The Heraldry Society of New Zealand
- Formation: 1962
- Headquarters: Auckland, New Zealand
- President: Colin R. J. Davis, JP KCHS DipLGA DipTP DipUrbVal FHSNZ
- Patron: Dame Cindy Kiro, GNZM QSO DStJ
- Website: heraldry.nz

= The Heraldry Society of New Zealand =

The Heraldry Society of New Zealand, established in 1962, is the principal New Zealand learned society concerned with the scholarly study of heraldry.

Operationally and constitutionally, it is completely independent of The Heraldry Society in England. It was known as The Heraldry Society (New Zealand Branch) until November 2007.
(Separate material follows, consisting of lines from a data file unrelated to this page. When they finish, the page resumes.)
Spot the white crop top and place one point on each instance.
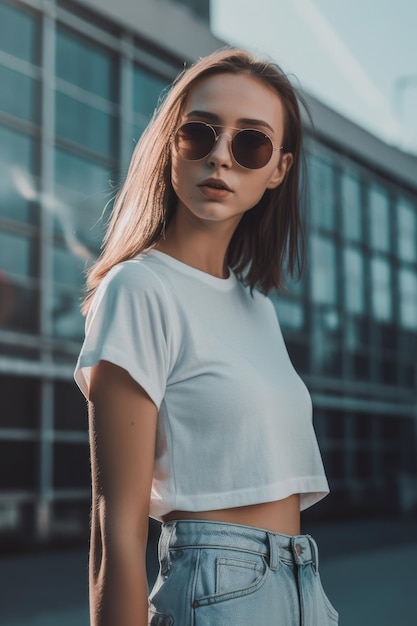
(235, 420)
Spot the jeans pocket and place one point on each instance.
(234, 577)
(330, 610)
(158, 619)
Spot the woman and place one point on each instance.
(197, 416)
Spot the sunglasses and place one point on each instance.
(251, 148)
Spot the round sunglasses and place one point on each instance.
(251, 148)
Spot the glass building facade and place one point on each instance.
(77, 91)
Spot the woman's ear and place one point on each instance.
(281, 170)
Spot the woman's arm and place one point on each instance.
(122, 421)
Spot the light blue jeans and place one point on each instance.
(217, 574)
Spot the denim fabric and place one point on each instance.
(217, 574)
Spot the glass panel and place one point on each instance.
(147, 90)
(323, 270)
(20, 98)
(408, 298)
(71, 465)
(379, 219)
(19, 402)
(381, 289)
(407, 231)
(17, 465)
(18, 307)
(16, 254)
(18, 32)
(322, 197)
(351, 207)
(79, 203)
(70, 408)
(86, 65)
(68, 323)
(85, 125)
(17, 186)
(353, 279)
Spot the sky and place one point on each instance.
(357, 56)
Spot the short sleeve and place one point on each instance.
(127, 325)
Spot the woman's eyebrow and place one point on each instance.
(212, 117)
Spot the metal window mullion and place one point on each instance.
(45, 481)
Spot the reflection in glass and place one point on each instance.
(18, 32)
(381, 289)
(323, 270)
(67, 321)
(353, 280)
(83, 189)
(351, 207)
(379, 219)
(407, 231)
(408, 298)
(322, 196)
(16, 181)
(20, 96)
(85, 125)
(147, 90)
(16, 254)
(86, 65)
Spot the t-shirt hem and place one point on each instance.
(311, 489)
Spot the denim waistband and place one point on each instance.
(301, 549)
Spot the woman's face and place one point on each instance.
(216, 188)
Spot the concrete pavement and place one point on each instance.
(368, 571)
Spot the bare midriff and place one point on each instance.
(280, 516)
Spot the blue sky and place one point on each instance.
(350, 54)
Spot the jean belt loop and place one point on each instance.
(163, 547)
(314, 553)
(273, 552)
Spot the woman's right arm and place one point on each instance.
(122, 422)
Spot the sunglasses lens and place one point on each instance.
(252, 149)
(194, 141)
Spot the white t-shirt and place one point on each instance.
(235, 420)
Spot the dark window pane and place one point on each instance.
(18, 32)
(83, 189)
(70, 408)
(379, 219)
(17, 254)
(71, 465)
(85, 125)
(86, 65)
(68, 322)
(18, 306)
(322, 196)
(17, 186)
(147, 90)
(20, 97)
(352, 209)
(19, 404)
(17, 465)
It publishes a quarterly journal, The New Zealand Armorist, and its present patron is Dame Cindy Kiro , 22nd Governor-General of New Zealand. The current president of the Society is Colin Davis.

==Badge==
In November 2008, the Heraldry Society of New Zealand adopted an heraldic badge, the blazon of which is:

On a roundel Vert, a lion sejant affronty Or, langued Gules, armed Argent, crowned with an ancient crown Or, supporting with its fore-paws an escutcheon quarterly Azure and Gules, on an inescutcheon between four stars (mullets) in cross Argent, a lymphad, sail furled, oars in action Sable, flagged Gules; in the dexter chief of the roundel, a scroll Or with the motto ONWARD Gules.
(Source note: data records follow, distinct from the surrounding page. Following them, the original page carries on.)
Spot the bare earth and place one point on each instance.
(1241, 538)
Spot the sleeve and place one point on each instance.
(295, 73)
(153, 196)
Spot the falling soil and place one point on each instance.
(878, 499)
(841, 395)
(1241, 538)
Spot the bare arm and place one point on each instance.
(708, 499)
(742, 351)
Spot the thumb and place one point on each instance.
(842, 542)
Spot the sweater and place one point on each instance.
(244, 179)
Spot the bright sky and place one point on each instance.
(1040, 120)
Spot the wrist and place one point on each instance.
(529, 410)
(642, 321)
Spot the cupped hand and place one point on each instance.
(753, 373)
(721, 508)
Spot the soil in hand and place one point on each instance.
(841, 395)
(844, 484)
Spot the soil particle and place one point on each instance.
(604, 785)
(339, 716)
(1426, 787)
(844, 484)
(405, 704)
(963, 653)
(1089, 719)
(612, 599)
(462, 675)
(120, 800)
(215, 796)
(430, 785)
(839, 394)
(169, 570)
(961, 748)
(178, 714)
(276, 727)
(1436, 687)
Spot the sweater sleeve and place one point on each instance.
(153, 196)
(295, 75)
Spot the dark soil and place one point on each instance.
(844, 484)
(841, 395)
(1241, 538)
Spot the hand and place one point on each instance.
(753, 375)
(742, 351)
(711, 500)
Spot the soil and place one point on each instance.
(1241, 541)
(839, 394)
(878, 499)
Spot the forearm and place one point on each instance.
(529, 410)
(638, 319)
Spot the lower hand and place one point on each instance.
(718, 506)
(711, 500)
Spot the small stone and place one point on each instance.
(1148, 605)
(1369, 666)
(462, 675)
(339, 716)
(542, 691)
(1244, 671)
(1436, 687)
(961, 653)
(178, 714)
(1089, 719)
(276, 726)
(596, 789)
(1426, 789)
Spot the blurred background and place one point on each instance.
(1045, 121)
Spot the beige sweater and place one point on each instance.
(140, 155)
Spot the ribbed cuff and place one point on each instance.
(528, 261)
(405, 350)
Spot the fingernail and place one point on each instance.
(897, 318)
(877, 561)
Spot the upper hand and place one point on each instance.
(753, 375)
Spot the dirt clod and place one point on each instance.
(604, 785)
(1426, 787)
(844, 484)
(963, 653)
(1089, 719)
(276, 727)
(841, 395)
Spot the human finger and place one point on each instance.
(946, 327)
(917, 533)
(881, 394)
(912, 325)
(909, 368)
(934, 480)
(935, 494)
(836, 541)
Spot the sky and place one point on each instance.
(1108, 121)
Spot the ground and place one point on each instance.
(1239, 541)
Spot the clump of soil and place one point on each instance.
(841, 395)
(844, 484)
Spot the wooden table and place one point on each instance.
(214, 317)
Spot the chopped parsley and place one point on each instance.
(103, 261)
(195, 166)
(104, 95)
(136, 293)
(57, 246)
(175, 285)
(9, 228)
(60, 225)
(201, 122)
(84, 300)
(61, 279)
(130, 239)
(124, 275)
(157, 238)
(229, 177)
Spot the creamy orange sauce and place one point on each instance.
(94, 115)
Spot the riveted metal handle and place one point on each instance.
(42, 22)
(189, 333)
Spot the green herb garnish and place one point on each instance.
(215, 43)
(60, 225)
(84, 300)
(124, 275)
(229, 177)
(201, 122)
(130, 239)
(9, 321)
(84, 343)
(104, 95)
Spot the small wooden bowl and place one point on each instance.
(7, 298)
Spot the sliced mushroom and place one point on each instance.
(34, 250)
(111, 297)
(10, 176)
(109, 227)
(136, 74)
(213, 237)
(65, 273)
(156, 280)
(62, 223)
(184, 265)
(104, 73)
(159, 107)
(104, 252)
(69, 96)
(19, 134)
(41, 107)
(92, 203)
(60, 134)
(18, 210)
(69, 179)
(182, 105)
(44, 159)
The green (Vert) background of the roundel is intended to symbolise the forests of New Zealand, and the shields (escutcheon and inescutcheon) are meant to represent heraldry.

The blue (Azure) and red (Gules) quarters of the shield, the black (Sable) lymphad on white (Argent), the stars of the Southern Cross, were all influenced by the coat of arms of New Zealand. The motto "Onward" comes from the 1911 version of the New Zealand arms.

The colours of the quarters of the shield were also influenced by the arms of their former parent society, as were the lion’s face and ancient crown.

The lion is gold (Or) like the English royal lions, and faces the viewer (sejant affronty) like that in the crest of the royal coat of arms in Scotland.